KeyValuePair : <STRING_LITERAL> “:” Value ;

Array : “[” [ Value ("," Value)* ] “]” ;

Value : “true” | “false” | “null” | <STRING_LITERAL> | <NUMBER> | Array | JSONObject;

// Lexical specifications
// Since this is meant to be a minimal grammar, we just define
// the the string literals like “true”, “null” etc
// implicitly in the grammar part.

SKIP : <WHITESPACE : (" "| “\t”| “\n”| “\r”)+>;

TOKEN :
<#ESCAPE1 : “\” (["\", “”", “/”,“b”,“f”,“n”,“r”,“t”])>
|
<#ESCAPE2 : “\u” ([“0”-“9”, “a”-“f”, “A”-“F”]) {4}>
|
<#REGULAR_CHAR : ~["\u0000"-"\u001F",""","\"]>
|
<STRING_LITERAL : “”" (<REGULAR_CHAR>|<ESCAPE2>|<ESCAPE1>)* “”">
|
<#ZERO : “0”>
|
<#NON_ZERO : ([“1”-“9”])([“0”-“9”])*>
|
<#FRACTION : “.” ([“0”-“9”])+>
|
<#EXPONENT : [“E”,“e”]"+","-"+>
|
<NUMBER : ("-")?(<ZERO>|<NON_ZERO>)(<FRACTION>)?(<EXPONENT>)?>
;

If you want to eyeball a more complex example, here is the Java grammar in the newer syntax. Uhh, yes, this is the Java grammar that is now being used internally! I actually intend to convert entirely to the newer syntax in internal use and also in tutorials and examples. However, my intention is to write an automatic syntax converter to convert the legacy syntax, so when I have that working, I will convert all the codebase and the various examples using that, rather than manually.

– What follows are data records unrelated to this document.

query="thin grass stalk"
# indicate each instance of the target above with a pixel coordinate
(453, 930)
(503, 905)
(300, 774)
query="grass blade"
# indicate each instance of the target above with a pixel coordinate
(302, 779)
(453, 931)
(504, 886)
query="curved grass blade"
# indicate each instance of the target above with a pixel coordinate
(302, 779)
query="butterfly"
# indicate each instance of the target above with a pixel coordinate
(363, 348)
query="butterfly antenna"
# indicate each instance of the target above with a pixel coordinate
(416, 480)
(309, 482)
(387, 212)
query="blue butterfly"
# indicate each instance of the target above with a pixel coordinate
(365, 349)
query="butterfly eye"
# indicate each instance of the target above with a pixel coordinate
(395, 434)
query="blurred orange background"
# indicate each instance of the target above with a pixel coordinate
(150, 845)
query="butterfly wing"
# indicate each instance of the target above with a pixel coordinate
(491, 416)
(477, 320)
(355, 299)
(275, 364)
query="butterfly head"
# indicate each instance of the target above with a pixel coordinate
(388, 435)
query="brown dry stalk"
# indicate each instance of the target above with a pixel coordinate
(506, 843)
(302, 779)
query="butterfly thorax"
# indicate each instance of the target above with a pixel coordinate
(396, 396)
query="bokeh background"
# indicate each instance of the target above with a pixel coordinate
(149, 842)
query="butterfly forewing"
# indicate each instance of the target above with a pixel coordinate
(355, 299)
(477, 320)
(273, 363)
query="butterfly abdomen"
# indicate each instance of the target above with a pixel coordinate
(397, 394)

Now, I know what some people reading this are thinking!

Well, the answer is no. This newer streamlined syntax is not the result of consciously imitating ANTLR. Not that there would be anything wrong with that, mind you, but no, it just turns out that if you analyze the legacy JavaCC syntax and aggressively take advantage of every opportunity to get rid of unnecessary visual clutter, then you end up with something that resembles ANTLR quite a bit! I suppose it is of some interest to compare the grammar above with the JSON grammar provided by the ANTLR project.

A far more important point is that use of the newer syntax is entirely optional. All of the older syntax is supported and will be for the foreseeable future.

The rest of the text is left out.